The tangible outcomes will be to eradicate instances of stunting among children and guarantee every citizen with access to adequate food throughout the year through sustainable food systems, the doubling of smallholder productivity and income, and zero food loss or waste.
Unfortunately, deaths from hunger take place in the country where many schemes of food and nutrition security are regularly run on a grant of billions of rupees.
A major hindrance in fighting starvation in India is the lack of proper implementation of government schemes which are directed towards providing food for one and all. Either there is corruption on the local levels or there is a disinterest among the government officials to ensure that the schemes are properly being carried out.

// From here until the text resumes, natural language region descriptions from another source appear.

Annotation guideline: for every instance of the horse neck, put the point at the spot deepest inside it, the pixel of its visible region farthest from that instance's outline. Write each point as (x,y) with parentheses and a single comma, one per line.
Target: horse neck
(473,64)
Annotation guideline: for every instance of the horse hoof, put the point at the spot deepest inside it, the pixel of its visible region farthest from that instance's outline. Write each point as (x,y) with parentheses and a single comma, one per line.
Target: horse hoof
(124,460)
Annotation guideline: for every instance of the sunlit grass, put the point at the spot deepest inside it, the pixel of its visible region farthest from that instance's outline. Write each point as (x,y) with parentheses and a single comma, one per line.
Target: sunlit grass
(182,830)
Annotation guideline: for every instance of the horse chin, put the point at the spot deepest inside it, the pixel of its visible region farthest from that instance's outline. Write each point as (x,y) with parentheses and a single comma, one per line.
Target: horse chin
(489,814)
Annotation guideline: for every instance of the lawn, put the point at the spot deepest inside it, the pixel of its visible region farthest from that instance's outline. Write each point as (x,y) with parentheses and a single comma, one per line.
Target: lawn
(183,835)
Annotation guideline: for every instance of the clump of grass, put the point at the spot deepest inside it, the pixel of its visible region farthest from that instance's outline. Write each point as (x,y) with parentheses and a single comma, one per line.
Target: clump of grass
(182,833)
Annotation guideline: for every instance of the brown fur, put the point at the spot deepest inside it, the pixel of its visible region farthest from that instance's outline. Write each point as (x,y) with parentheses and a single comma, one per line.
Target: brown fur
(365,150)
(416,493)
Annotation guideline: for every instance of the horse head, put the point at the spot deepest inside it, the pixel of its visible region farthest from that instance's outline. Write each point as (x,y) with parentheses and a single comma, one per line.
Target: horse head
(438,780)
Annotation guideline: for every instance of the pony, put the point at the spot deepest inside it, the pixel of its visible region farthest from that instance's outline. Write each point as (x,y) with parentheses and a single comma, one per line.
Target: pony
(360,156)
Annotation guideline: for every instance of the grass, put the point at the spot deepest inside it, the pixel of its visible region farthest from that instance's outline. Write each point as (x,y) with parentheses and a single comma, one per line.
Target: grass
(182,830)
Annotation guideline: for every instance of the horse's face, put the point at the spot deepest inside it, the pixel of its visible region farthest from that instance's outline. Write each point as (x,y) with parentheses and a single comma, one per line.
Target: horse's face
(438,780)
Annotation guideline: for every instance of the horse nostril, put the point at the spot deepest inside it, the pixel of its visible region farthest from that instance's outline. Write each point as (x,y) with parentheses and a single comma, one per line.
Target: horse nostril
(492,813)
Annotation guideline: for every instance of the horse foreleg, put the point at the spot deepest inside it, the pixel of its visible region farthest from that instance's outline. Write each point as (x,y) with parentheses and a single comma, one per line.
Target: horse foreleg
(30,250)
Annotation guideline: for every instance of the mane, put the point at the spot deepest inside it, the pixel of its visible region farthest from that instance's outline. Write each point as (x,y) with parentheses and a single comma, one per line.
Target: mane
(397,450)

Under the mid-day meal schemes, about 12 million children are claimed to be fed meals every day. Crores of government funds are spent in the name of providing food and employment to every person.
Still, as per the United Nations data, about 1 million children die before reaching the age of five due to hunger or malnutrition every year in the country. As many as 408,000 families eke out their living by rag-picking and 668,000 families survive on begging. The average monthly income of 39.39 percent of the household living in the village is less than 10,000 rupees, and around 51.14 percent of households survive on temporary wages as they have no regular source of income, opines Anuradha Talwar, Food Right Activist in West Bengal.
So far, the government’s main way of dealing with food insecurity has been through the National Food Security Act (NFSA). While the Act was passed on August 26, 2013, it was only in November 2015 that all States and Union Territories were actually implementing it.
In fact, we are still awaiting in many states, the implementation of one part of the NFSA, which involves payment of Rs.6000 to mothers as maternity benefit to ensure nutrition during pregnancy
As Right To Food activists, we demand universalize Public Distribution Service, prevent Aadhaar exclusions, provide community kitchens, improve school and Anganwadi meals, provide special nutrition and pensions, pay compensatory allowance, amendment of the NFSA,, implement and Operationalize Grievance Redressals and accountability provisions in the National Food Security Act.